The photographs exhibited in Manhattan in spring 2000 echo scenes from The Wind Will Carry Us. Though they are not film stills or location shots, Kiarostami said there is little difference between his filmmaking and photography. In the end, he sees their qualities merging.

“The nature that is in the location of my films can be seen in my photography, and I want my films to become closer to my photography and more distant from storytelling,” he said. “It is true that these are completely separate milieus, but in my opinion, the ideal situation for me is for these two areas — photography and cinema — to become closer to one another.”

Long before he began his career as a filmmaker, Kiarostami trained as a painter at the School of Fine Arts at Tehran University. He went on to work as a graphic artist and as a commercial director. In 1969, one of his commercials caught the eye of Firuz Shirvanlu, the director of the Center for the Intellectual Development of Children and Young Adults. Kiarostami was asked to establish a film division at the center. In 1970, he produced his first film, a short entitled Bread and Alley[1] Since then, Kiarostami has directed nearly 30 films and has come to the attention of some of the leading figures of world cinema. [2] Akira Kurosawa has said, “When Satyajit Ray passed on, I was very depressed. But after seeing Kiarostami’s films, I thanked God for giving us just the right person to take his place.” [3]
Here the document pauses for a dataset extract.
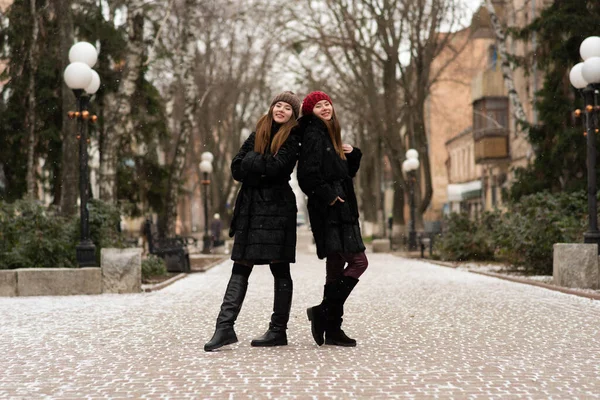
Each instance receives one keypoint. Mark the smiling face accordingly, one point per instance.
(282, 112)
(324, 110)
In his films, Kiarostami has explored the relationship between fiction and reality, the subjectivity of truth as framed by the camera’s lens. Resisting a comfortable narrative, Kiarostami challenges the viewer to engage with his films, rather than to view them passively. Photography, which he took up during the revolution at a time that he doubted his future as a filmmaker, offers him another way to interact with his audience; they are called on to actively participate in the generation of meaning in Kiarostami’s art. [4]

“I prefer the gaze of a viewer in front of a photograph to the kind of gaze that an audience of my films has in a theater,” Kiarostami said. “The expectation of a viewer in the theater is to look for the continuities and changes in a story. He has grown accustomed to sitting in a theater and listening to a story. But in a gallery, I have seen that the viewers look at each single photograph, their gaze is more focused on the photograph, because they do not expect to hear a story.”
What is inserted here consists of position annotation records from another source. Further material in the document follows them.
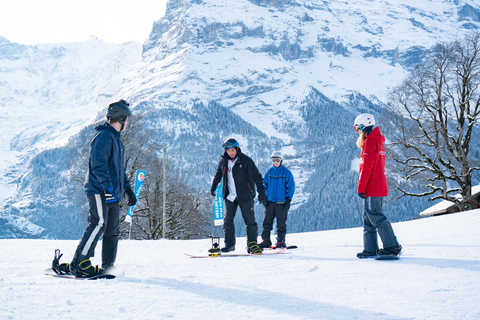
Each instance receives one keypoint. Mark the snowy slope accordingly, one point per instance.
(438, 277)
(49, 92)
(285, 74)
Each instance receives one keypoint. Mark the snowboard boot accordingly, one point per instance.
(280, 244)
(390, 251)
(228, 248)
(266, 243)
(253, 248)
(82, 267)
(366, 255)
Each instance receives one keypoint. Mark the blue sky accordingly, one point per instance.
(52, 21)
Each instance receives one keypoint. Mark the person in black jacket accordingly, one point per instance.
(105, 184)
(240, 175)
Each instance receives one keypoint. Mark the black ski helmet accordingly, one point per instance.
(119, 111)
(230, 143)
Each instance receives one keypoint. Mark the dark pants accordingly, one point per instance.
(272, 211)
(248, 214)
(375, 221)
(103, 218)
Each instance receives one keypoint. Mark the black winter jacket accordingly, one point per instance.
(106, 167)
(245, 174)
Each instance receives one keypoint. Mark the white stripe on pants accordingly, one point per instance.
(88, 244)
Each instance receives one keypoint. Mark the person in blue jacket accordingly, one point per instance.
(279, 187)
(105, 184)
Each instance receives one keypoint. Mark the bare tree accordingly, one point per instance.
(185, 207)
(432, 119)
(185, 216)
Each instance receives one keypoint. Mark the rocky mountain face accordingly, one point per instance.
(277, 75)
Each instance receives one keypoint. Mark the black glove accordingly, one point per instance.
(287, 203)
(109, 196)
(132, 200)
(262, 198)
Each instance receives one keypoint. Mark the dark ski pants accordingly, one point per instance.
(248, 214)
(103, 218)
(375, 221)
(272, 211)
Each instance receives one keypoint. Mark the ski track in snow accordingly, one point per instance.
(437, 277)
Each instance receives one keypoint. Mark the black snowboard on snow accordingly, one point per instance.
(387, 257)
(51, 272)
(60, 271)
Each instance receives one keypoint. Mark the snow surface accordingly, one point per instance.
(437, 277)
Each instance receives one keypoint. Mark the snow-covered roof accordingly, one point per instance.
(444, 205)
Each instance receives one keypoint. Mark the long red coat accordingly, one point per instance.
(372, 181)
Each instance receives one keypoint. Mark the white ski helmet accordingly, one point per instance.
(277, 155)
(364, 120)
Like his films, his photographs are presented without expected guideposts that explain their significance. There are no labels, no titles, no dates. It is left to the viewer to lend them a particular meaning. Though it may appear that his lens reveals an unchanging and placid nature, Kiarostami’s photographs, in fact, seem to reveal a deeply political use of the landscape. “Photographs of nature are universal,” he said. “A tree has no ethnicity, no birth certificate, no passport, no nationality, therefore what difference does it make where in the world this tree is? What is important is the similarity between all trees, the similarity between all skies, the similarity between all landscapes. Nature has no specific culture. I am emphasizing this lack of ethnicity of nature. Therefore I do not want to mark the specific time and place of my photographs.”